Stage 2: Cytokinesis
In animal cells, cytokinesis results when a fiber ring composed of a protein structure called actin around the center of the cell contracts pinching the cell into 2 daughter cells, each with one nucleus. In plant cells, the rigid cell wall requires that a cell plate is synthesized between the two daughter cells.
- The cytoplasm starts moving away from the equator as a result of which inpushings develop in the cell membrane, which ultimately results in the following of membrane and division of the cytoplasm.
- As a result, one parent cell divides into two daughter cells with identical and equal cytoplasmic contents and an equal number of chromosomes.
- Structure of Cell Membrane
- Cell Cycle: Sequential events in Cell Division
Why is Mitosis important?
- Mitosis is important because some organisms do not sexually reproduce.
- Bacteria is a great example of this.
- Without mitosis, we would not have many of these types of organisms.
- Another importance is Growth. The number of cells within an organism increases by this process and this is the basis of growth in multicellular organisms.

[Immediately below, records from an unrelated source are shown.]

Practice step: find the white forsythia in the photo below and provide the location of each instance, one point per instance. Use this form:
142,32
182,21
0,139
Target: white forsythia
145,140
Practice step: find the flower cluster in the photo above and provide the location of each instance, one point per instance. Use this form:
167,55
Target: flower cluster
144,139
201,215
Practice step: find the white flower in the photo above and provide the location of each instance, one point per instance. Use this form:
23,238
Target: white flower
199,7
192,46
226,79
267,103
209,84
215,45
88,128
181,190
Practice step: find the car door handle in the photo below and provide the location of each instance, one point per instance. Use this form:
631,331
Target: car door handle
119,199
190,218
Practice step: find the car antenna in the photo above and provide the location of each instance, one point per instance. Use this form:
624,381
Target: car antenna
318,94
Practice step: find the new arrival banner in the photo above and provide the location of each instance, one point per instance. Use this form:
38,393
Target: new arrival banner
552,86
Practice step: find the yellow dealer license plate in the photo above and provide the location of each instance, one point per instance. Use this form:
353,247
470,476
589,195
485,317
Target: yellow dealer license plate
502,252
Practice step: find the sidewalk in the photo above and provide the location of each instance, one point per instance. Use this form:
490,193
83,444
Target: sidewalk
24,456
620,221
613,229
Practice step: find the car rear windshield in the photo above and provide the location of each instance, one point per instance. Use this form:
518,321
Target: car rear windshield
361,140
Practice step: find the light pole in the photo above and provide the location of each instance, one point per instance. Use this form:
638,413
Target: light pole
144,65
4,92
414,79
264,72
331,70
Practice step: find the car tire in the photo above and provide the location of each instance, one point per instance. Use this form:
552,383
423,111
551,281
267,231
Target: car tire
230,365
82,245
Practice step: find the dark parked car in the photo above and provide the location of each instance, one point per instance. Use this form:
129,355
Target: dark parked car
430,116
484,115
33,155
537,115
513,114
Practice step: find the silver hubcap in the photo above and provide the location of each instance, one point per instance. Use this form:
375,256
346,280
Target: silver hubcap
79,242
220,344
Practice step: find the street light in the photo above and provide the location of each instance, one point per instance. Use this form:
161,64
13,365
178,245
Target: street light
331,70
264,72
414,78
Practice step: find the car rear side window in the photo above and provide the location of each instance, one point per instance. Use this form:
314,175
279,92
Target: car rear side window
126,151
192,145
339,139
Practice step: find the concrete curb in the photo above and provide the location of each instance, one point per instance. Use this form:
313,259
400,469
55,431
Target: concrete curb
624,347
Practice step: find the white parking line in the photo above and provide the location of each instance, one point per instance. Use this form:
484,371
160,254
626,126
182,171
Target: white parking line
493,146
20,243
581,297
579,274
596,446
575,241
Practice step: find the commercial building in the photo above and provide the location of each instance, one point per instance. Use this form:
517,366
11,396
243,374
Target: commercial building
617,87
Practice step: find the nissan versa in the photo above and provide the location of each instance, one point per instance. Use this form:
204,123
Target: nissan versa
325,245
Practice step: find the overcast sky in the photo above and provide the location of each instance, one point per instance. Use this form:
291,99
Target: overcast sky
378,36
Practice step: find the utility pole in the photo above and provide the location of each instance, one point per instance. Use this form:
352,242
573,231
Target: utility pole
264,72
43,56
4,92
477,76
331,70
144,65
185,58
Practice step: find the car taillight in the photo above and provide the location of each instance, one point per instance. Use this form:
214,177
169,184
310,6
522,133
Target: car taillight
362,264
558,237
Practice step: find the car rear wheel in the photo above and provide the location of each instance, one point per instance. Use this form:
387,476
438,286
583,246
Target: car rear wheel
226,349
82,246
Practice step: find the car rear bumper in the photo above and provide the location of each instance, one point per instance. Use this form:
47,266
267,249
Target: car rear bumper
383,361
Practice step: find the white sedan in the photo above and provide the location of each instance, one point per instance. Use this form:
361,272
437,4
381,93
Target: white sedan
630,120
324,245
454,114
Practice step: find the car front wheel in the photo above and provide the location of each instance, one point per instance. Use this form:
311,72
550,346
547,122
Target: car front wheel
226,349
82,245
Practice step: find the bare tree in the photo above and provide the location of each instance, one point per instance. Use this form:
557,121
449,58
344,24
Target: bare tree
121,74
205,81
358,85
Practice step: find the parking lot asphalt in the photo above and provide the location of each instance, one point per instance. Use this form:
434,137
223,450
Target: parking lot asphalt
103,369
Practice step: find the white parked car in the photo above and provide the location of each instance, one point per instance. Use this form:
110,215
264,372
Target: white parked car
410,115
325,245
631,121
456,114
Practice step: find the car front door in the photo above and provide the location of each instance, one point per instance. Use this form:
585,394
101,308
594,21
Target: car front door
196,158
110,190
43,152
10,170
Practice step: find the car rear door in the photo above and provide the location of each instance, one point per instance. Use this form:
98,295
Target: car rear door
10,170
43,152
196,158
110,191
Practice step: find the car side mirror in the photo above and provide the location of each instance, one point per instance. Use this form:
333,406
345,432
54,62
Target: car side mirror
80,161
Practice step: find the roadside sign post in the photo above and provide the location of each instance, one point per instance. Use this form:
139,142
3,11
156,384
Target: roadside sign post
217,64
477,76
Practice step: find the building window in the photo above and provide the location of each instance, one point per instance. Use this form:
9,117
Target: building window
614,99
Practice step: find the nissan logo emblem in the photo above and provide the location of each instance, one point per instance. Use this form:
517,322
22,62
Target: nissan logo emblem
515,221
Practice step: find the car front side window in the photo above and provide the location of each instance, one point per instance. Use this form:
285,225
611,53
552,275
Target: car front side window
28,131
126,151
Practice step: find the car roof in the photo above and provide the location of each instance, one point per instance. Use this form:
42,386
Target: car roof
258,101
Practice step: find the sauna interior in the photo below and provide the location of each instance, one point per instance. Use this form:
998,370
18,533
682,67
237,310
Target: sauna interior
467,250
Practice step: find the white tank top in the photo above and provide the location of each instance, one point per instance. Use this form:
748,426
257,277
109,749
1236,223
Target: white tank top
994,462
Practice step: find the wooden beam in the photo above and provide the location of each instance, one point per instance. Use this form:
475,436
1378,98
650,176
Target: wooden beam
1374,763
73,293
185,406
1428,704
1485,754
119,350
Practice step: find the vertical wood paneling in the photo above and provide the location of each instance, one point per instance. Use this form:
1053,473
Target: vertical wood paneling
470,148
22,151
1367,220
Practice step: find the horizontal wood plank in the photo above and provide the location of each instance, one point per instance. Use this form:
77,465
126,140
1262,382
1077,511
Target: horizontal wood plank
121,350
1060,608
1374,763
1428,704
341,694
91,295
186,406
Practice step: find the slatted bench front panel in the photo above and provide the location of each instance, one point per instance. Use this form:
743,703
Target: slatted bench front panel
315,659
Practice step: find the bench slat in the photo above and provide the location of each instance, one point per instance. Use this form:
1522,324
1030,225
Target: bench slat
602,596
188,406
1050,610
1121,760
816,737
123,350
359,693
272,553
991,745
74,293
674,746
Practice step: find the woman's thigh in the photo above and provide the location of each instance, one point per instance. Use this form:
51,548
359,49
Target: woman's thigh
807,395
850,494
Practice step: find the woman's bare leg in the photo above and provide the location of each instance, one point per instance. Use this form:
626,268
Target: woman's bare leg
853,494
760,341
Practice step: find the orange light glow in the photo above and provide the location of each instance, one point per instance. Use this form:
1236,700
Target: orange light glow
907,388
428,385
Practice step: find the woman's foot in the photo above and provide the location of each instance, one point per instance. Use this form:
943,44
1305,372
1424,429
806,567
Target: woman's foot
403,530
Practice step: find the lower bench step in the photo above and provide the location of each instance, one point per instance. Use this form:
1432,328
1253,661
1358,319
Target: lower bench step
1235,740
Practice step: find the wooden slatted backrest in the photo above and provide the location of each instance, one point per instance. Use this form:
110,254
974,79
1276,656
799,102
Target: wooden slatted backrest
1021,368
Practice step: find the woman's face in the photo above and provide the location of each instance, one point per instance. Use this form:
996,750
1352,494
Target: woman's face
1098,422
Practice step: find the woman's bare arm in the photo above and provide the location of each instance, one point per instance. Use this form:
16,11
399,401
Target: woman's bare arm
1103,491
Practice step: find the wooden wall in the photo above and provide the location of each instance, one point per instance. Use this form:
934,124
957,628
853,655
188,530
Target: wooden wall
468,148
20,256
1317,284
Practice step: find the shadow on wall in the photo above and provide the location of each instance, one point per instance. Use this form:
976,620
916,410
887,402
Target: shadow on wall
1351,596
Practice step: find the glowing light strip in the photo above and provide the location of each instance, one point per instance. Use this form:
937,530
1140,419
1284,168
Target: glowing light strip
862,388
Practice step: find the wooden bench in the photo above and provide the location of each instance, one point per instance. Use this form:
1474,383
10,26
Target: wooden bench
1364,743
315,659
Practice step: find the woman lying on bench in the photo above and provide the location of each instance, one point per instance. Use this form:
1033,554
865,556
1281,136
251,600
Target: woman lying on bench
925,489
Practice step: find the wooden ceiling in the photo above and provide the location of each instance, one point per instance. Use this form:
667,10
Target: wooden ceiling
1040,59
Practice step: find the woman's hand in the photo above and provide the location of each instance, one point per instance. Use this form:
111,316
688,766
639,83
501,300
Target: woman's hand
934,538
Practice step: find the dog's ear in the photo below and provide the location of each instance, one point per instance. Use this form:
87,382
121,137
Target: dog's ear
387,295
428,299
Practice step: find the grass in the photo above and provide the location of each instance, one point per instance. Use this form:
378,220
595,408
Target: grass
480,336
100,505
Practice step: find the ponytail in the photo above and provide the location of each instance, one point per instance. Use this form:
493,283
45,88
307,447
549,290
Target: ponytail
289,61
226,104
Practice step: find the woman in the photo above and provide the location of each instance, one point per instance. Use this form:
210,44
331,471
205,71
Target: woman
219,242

- Cell Replacement. Cells are constantly sloughed off, dying and being replaced by new ones in the skin and digestive tract.
- When damaged tissues are repaired, the new cells must be exact copies of the cells being replaced so as to retain the normal function of cells.
- Regeneration. Some animals can regenerate parts of the body, and the production of new cells is achieved by the mitotic process.
- Vegetative Reproduction. Some plants produce offspring which are genetically similar to themselves. These offspring are called clones.